Prescribed: 125mcg Unithroid and Lilothyronine 5mcg upon waking 5mcg at Noon, 2.5mcg at 3p.m.

Actually taking: 125mcg 6 days wk, 62.5mcg 1 day (1/2 a pill) Unithroid.
Lilothyronine one day a week I skip one of the afternoon 2.5mcg doses.

As slight as the self dose adjustments are - they do indeed make a difference in lab results. Having had several lab results where my FT-4 was approaching or exceeding 3/4 of range I reduced. Having a FT-4 in 3/4 range or higher gives me wicked hyper symptoms.

If between lab's I feel hyper or cannot sleep no matter what I tend to reduce my Lilothyronine dose by up to 1 pill for a day or 2 as the 1/2 life is so much shorter than Unithroid ( T4) and there seems to be more variation in results that the FT-4 when having labs.


----------



## GOLGO13 (Jun 13, 2018)

Congrats! Are you feeling as good as your labs show?
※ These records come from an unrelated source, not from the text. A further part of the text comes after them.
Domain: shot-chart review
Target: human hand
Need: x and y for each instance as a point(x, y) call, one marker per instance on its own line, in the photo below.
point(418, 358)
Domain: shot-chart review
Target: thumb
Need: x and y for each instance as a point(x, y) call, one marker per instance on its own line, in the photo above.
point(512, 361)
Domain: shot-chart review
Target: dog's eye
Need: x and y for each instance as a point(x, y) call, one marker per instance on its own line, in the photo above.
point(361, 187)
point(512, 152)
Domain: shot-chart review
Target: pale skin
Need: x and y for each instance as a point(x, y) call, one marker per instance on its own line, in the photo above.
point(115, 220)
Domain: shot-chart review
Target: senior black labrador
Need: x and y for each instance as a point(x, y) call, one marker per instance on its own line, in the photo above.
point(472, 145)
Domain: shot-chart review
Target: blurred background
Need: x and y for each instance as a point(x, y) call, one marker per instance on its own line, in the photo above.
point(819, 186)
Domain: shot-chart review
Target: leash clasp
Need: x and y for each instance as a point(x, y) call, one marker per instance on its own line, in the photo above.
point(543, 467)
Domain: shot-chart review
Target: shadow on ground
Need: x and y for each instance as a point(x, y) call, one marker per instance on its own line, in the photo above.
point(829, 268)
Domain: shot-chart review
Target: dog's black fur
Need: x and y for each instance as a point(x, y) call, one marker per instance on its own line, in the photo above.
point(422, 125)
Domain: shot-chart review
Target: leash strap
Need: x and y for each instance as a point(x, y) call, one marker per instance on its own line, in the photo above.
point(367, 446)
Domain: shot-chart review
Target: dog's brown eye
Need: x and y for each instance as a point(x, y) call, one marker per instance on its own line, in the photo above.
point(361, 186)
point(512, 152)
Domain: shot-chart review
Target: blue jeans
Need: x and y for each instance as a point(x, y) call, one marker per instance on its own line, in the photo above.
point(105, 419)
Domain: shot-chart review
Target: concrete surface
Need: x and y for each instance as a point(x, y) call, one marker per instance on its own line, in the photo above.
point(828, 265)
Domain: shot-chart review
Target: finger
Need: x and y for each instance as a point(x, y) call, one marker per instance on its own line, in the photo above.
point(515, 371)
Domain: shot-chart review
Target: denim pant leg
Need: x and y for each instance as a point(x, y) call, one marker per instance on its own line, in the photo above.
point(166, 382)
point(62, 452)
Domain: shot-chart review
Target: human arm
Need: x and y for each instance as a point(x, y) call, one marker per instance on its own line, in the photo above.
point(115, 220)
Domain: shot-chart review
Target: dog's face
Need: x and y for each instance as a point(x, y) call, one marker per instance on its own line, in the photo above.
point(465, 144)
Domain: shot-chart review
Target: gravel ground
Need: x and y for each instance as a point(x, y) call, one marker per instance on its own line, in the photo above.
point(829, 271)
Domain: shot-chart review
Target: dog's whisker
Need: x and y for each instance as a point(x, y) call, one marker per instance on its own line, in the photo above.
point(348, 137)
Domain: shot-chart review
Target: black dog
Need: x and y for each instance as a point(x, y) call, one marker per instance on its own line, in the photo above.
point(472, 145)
What diet changes have you done?

I know things can go up and down based on many factors. Are you antibodies still high or have they calmed down? Stress seems to be what affects me the most.


----------



## Lovlkn (Dec 20, 2009)

They don't test antibodies after a Thyroid is removed.
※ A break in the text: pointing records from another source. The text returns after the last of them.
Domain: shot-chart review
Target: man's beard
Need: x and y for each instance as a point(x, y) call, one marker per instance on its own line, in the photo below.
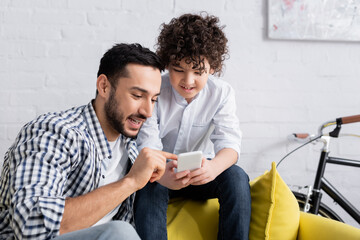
point(116, 119)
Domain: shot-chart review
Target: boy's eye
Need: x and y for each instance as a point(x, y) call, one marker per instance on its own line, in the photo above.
point(177, 70)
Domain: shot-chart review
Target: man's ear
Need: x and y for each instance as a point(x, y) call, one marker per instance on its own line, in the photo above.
point(103, 85)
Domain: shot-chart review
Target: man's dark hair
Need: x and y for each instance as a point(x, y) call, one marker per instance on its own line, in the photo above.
point(193, 37)
point(113, 63)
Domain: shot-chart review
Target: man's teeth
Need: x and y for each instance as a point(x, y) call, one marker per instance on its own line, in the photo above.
point(135, 121)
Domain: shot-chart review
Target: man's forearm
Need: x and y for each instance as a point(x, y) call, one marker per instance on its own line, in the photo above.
point(84, 211)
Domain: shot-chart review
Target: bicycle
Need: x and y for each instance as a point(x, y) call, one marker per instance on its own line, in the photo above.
point(311, 202)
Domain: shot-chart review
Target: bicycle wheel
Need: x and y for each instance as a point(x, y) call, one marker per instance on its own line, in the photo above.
point(324, 210)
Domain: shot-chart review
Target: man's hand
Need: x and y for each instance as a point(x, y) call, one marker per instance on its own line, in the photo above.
point(205, 174)
point(173, 180)
point(149, 166)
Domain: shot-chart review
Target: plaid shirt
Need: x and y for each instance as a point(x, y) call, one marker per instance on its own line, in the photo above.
point(58, 155)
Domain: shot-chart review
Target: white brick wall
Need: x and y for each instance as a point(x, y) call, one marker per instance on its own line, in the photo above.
point(50, 51)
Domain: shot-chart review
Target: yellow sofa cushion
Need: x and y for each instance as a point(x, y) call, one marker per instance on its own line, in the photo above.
point(189, 219)
point(274, 210)
point(274, 213)
point(319, 228)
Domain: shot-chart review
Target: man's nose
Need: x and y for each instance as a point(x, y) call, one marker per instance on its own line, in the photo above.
point(146, 108)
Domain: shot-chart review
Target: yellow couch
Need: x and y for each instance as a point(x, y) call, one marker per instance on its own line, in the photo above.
point(275, 215)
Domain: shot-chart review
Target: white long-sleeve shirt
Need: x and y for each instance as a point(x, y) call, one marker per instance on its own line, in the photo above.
point(208, 123)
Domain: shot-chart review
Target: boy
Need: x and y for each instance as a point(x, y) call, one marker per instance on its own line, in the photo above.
point(195, 112)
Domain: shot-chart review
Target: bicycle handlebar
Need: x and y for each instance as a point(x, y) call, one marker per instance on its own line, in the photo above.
point(301, 135)
point(349, 119)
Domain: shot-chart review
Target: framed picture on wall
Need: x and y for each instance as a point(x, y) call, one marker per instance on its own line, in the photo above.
point(337, 20)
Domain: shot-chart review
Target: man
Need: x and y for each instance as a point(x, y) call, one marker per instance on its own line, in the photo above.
point(71, 173)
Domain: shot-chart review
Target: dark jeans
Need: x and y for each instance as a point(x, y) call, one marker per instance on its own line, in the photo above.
point(231, 188)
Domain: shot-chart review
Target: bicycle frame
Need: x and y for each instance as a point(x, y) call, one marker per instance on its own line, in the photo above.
point(322, 184)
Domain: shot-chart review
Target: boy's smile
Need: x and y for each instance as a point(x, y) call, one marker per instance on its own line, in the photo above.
point(186, 80)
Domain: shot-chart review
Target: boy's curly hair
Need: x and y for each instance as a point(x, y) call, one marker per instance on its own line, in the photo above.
point(193, 37)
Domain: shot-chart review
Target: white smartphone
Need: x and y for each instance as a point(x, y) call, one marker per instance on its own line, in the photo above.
point(189, 161)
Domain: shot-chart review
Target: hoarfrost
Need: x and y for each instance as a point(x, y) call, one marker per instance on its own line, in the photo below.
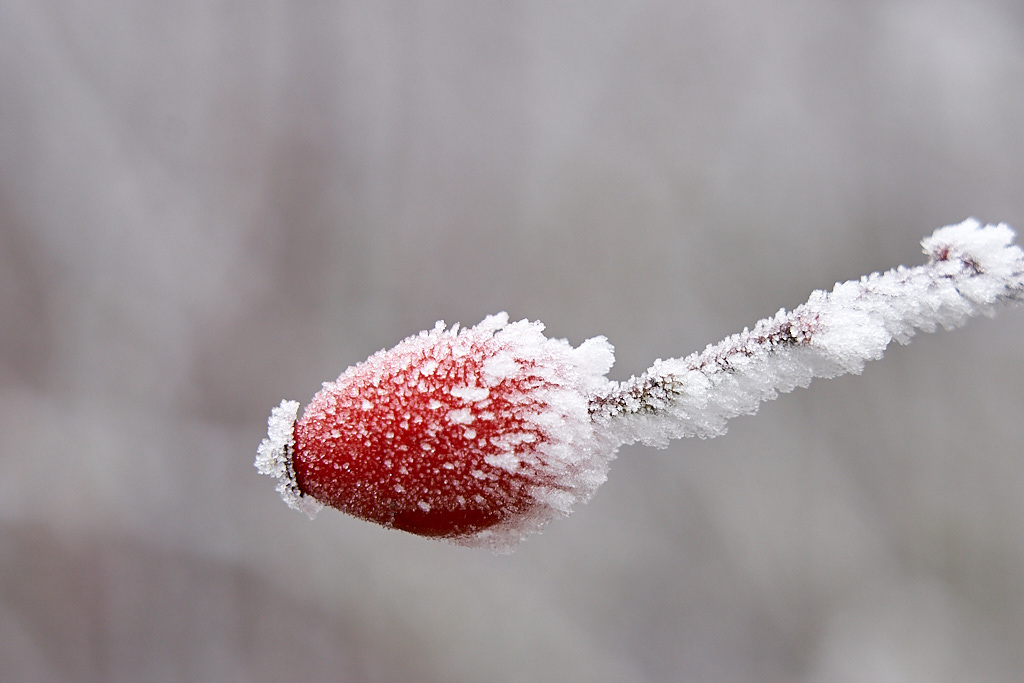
point(971, 269)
I feel pretty good. Still struggle with insomnia but that's been going on since I got pregnant 28 years ago. Been able to lose a few lbs which tells me my labs are dialed in.

I've been trying to eat more Mediterranean- at least for lunch daily.


----------



## GOLGO13 (Jun 13, 2018)

I had some bouts of insomnia for the first time during the past year (as I try to get things dialed in), but I don't have them right now. I don't know why I had them. I had cases where if I woke up, there was no getting back to sleep. So if I went to bed at 11pm and woke up at 1pm, that was that. I figure it was some sort of hormone being out of whack.

Looking online it talks about sleep apnea being one reason for insomnia in folks with hypothyroidism. This link is from the functional medicine side of things, but could be helpful: http://functionalhealthnews.com/2015/11/five-things-that-can-cause-insomnia/

I didn't enjoy that stuff at all. According to that website it was blood sugar related for my waking up and not getting back to sleep. I can believe that because I was having weird blood sugar regulation at that point in time. I think some of that has improved.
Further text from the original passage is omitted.